We had never been to the Grand Central Market before so we dashed in to see what the hubbub is about. Meh. Snooze. But it's coordinates are just outside another LA landmark. Angel's Flight, the shortest railway in the world in operation since 1901, transports passengers up the steep incline to Bunker Hill for 50 cents a ride. The railcar lets you out at California Plaza which is just adjacent MOCA (Museum of contemporary Art). The permanent collection here is rather paltry and can be viewed handily in 30 minutes so we were happy that free admission was offered on this day.

With much of a full day behind us we started to head back to the train stop knowing that there was a hotel we wanted to investigate as a "staycation" prospect in the future. On route we saw the Standard Hotel. Catering to a younger, hipper, more affluent client the hotel is equipped with ping pong tables and a rooftop German Beer Garten. We enjoyed a pint and a sausage and carried on to the O Hotel. O is a affordable modern metro hotel noted for it's restaurant as well as accommodations.This one is on my radar for a low-key, wanker-free option. Besides it's close to The Pantry, a famous lunch counter owned by former mayor Richard Riordan that boasts it has never closed and never been without a customer since 1924. And it straddles entertainment hub LA Live to the south and all that I just described to the north.

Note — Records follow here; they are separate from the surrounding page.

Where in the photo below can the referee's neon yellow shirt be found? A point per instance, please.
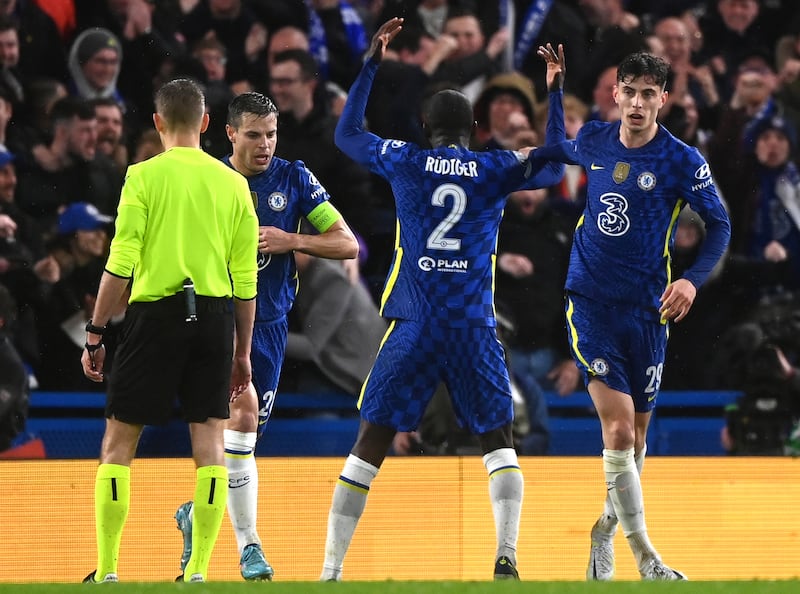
(185, 214)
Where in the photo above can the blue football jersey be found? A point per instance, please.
(283, 194)
(621, 250)
(449, 203)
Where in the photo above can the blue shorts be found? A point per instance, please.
(623, 350)
(269, 348)
(416, 356)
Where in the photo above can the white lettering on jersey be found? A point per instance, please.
(451, 167)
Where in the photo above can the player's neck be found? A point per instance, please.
(438, 140)
(637, 138)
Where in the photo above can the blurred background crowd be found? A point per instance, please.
(76, 84)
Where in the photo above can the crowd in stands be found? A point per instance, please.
(77, 80)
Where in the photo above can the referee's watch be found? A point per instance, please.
(92, 329)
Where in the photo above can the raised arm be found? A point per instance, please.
(350, 135)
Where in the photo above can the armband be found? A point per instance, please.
(323, 216)
(91, 348)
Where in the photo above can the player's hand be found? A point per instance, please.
(93, 364)
(272, 240)
(677, 300)
(556, 66)
(383, 38)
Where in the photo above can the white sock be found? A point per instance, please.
(506, 488)
(625, 489)
(608, 521)
(242, 486)
(349, 499)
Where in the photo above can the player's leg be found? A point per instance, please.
(249, 415)
(210, 494)
(478, 382)
(112, 495)
(240, 442)
(506, 489)
(601, 557)
(350, 494)
(393, 398)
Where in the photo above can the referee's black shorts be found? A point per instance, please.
(161, 358)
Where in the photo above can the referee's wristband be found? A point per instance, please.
(92, 329)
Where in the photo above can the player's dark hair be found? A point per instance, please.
(449, 113)
(643, 65)
(254, 103)
(181, 103)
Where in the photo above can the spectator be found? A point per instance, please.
(753, 97)
(233, 24)
(94, 65)
(69, 169)
(147, 38)
(532, 256)
(604, 107)
(569, 197)
(33, 125)
(306, 130)
(80, 248)
(685, 77)
(290, 37)
(41, 52)
(10, 75)
(504, 113)
(732, 34)
(14, 387)
(614, 33)
(474, 60)
(400, 86)
(765, 195)
(110, 131)
(337, 40)
(63, 15)
(337, 329)
(214, 58)
(25, 268)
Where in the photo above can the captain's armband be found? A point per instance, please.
(323, 216)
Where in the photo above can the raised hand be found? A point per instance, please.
(556, 66)
(383, 37)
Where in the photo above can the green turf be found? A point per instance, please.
(738, 587)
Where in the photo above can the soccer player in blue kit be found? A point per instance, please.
(439, 296)
(620, 293)
(284, 193)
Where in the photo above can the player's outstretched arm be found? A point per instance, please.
(556, 66)
(350, 136)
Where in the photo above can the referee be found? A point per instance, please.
(185, 246)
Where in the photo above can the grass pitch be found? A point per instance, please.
(392, 587)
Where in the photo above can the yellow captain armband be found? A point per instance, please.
(323, 216)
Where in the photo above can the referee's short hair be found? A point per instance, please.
(181, 103)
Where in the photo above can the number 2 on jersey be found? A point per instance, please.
(438, 239)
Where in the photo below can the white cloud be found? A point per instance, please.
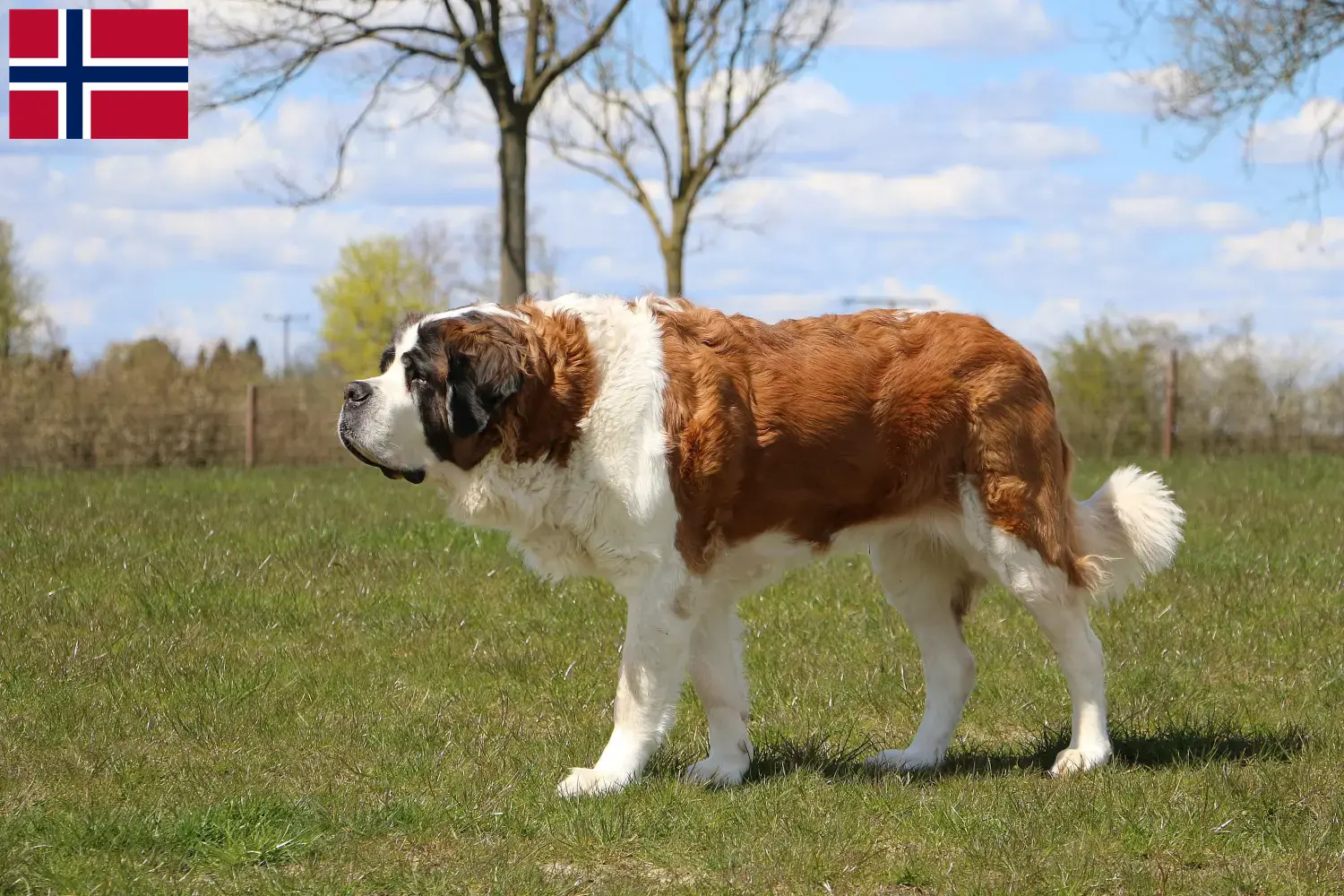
(1037, 142)
(1303, 137)
(865, 201)
(1296, 247)
(892, 288)
(1126, 93)
(996, 26)
(1177, 212)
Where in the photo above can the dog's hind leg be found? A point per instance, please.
(933, 589)
(720, 684)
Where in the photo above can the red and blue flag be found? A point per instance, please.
(99, 74)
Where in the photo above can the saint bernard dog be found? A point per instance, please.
(690, 458)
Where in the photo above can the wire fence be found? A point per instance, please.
(137, 416)
(1118, 392)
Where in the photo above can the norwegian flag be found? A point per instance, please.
(101, 74)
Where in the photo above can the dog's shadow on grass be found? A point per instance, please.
(1158, 747)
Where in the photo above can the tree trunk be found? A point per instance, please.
(674, 263)
(513, 207)
(674, 252)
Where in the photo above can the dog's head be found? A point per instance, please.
(454, 386)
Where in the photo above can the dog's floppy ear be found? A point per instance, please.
(487, 359)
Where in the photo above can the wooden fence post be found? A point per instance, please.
(1169, 422)
(250, 445)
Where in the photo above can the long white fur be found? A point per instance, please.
(610, 513)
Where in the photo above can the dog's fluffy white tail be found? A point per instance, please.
(1129, 528)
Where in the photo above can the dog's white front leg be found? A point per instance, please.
(653, 662)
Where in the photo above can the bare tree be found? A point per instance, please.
(675, 117)
(515, 50)
(1233, 56)
(483, 249)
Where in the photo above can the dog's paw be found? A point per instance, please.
(900, 761)
(590, 782)
(1074, 761)
(720, 774)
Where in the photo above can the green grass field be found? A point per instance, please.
(308, 681)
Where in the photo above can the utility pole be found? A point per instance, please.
(285, 320)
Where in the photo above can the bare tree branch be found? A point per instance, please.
(513, 48)
(687, 117)
(1231, 58)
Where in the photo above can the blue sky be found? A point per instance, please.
(988, 155)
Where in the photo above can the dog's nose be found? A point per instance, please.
(358, 392)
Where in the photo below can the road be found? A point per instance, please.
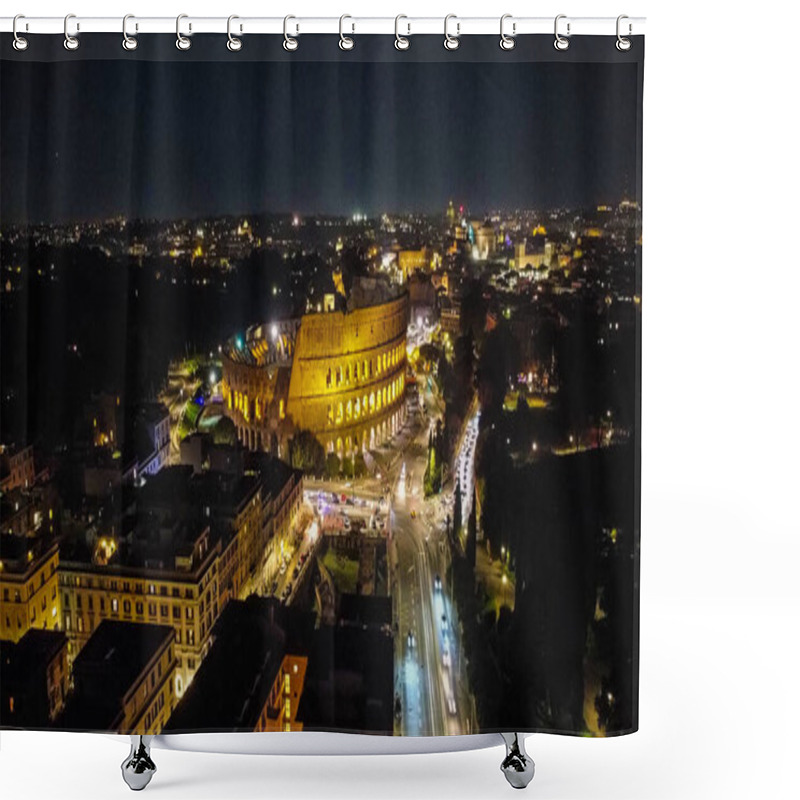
(429, 673)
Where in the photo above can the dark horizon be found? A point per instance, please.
(317, 139)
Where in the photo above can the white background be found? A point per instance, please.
(720, 546)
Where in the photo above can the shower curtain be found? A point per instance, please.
(320, 385)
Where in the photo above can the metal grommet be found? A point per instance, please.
(401, 42)
(507, 42)
(561, 43)
(451, 42)
(345, 42)
(20, 42)
(182, 42)
(70, 42)
(234, 43)
(128, 42)
(289, 43)
(623, 44)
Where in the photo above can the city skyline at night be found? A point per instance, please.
(380, 468)
(543, 127)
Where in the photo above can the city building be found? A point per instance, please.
(34, 679)
(254, 675)
(162, 573)
(124, 680)
(339, 374)
(152, 437)
(450, 317)
(29, 591)
(410, 261)
(17, 469)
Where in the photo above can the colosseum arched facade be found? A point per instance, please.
(339, 374)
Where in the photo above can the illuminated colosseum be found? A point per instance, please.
(339, 373)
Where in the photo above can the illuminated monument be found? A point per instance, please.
(339, 373)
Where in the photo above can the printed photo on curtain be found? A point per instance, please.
(320, 402)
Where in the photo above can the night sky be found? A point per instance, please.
(89, 139)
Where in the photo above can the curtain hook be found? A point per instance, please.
(289, 43)
(129, 42)
(507, 42)
(561, 43)
(70, 42)
(20, 42)
(182, 42)
(401, 42)
(345, 42)
(451, 42)
(623, 43)
(234, 43)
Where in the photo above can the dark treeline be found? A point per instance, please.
(572, 549)
(78, 321)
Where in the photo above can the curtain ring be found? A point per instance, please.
(182, 42)
(401, 42)
(561, 43)
(20, 42)
(507, 42)
(70, 42)
(289, 43)
(451, 42)
(234, 43)
(345, 42)
(623, 43)
(128, 42)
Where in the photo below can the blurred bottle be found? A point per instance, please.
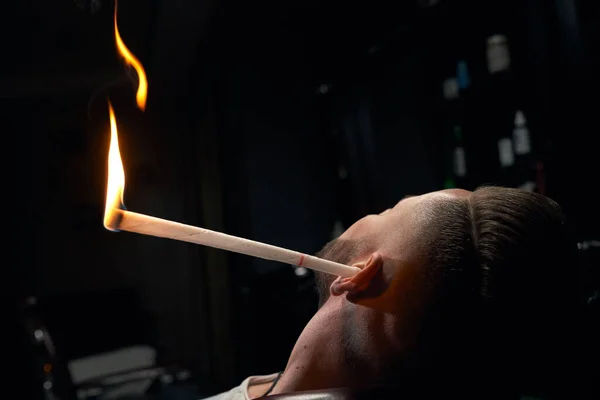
(498, 54)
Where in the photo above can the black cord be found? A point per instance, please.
(273, 384)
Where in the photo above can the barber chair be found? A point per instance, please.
(99, 346)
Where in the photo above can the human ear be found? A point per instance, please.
(361, 280)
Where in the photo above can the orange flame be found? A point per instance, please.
(116, 176)
(130, 59)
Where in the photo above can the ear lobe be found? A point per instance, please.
(361, 280)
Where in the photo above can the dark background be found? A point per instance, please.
(272, 120)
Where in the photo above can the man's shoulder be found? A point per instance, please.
(241, 392)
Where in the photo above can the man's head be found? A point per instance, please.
(475, 280)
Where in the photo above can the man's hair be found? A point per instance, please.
(506, 285)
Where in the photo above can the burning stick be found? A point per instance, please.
(117, 219)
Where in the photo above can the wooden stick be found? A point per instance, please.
(122, 220)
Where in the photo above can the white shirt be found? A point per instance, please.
(241, 392)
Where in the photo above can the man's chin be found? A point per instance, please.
(323, 282)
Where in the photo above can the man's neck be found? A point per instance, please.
(329, 353)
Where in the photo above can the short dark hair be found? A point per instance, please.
(507, 283)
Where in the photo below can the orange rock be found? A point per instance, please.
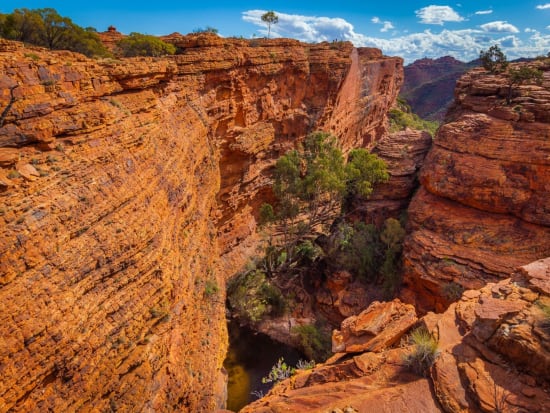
(483, 207)
(474, 370)
(109, 260)
(378, 327)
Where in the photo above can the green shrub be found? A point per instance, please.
(46, 28)
(279, 372)
(493, 60)
(424, 351)
(137, 44)
(251, 296)
(13, 174)
(402, 118)
(211, 288)
(545, 321)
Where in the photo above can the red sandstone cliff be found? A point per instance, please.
(493, 356)
(483, 208)
(123, 181)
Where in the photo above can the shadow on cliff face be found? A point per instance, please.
(250, 357)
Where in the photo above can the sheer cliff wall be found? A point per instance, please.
(122, 184)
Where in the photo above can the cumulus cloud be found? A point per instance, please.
(499, 27)
(464, 44)
(386, 25)
(305, 28)
(438, 15)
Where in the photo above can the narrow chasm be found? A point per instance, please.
(250, 358)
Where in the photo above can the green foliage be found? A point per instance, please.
(370, 253)
(137, 44)
(424, 351)
(279, 372)
(312, 183)
(493, 60)
(392, 236)
(314, 341)
(207, 29)
(363, 170)
(251, 296)
(46, 28)
(270, 18)
(305, 365)
(401, 117)
(524, 74)
(358, 250)
(211, 288)
(545, 321)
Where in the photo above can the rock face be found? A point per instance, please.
(430, 83)
(483, 207)
(378, 327)
(404, 154)
(122, 182)
(493, 354)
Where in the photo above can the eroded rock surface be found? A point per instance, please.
(122, 183)
(483, 207)
(493, 355)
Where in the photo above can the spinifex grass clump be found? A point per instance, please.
(424, 351)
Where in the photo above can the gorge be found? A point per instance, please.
(130, 193)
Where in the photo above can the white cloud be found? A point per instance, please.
(438, 15)
(499, 27)
(305, 28)
(464, 44)
(386, 25)
(483, 12)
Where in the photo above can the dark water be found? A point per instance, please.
(250, 357)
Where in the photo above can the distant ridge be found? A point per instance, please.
(429, 85)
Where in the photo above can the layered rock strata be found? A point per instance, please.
(493, 354)
(122, 183)
(483, 207)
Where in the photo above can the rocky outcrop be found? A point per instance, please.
(404, 154)
(493, 354)
(123, 181)
(483, 207)
(378, 327)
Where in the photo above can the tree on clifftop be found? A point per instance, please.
(493, 60)
(270, 18)
(46, 28)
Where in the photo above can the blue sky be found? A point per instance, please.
(409, 28)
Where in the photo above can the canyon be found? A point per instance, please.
(129, 195)
(129, 189)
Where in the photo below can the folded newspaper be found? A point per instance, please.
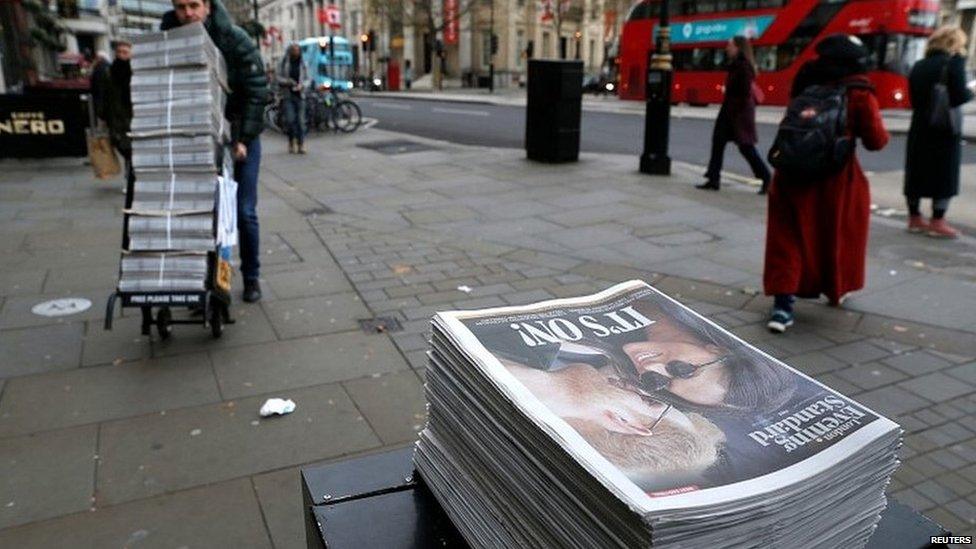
(179, 203)
(624, 419)
(185, 46)
(153, 272)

LA is a bit of a conundrum. We are broke, corrupt, mismanaged - broken. The aforementioned not withstanding, we are diverse, welcoming, vibrant - alive. Broken but ALIVE. Los Angeles is a contradiction, a dichotomous place of everything and nothing. These truths are self-evident as one navigates the streets, particularly on foot. It's said that nobody walks in LA but we do. And we should. Because when you walk you get a new perspective. You actually have to exercise your senses rather than hiding behind your tinted windows and drowning the din by blaring top 40 on the radio. Angelenos are movie stars and the skid row downtrodden. We live in lush hilltop neighborhoods with breezy carefree ocean views and also in makeshift shelters in the roadside sand; near the glitz of the Hollywood sign and in the shadows of it and all it symbolizes. Walking and observing these differences forces us to examine, even reconcile, these two realities. It's one of the things that makes LA unique and beautiful.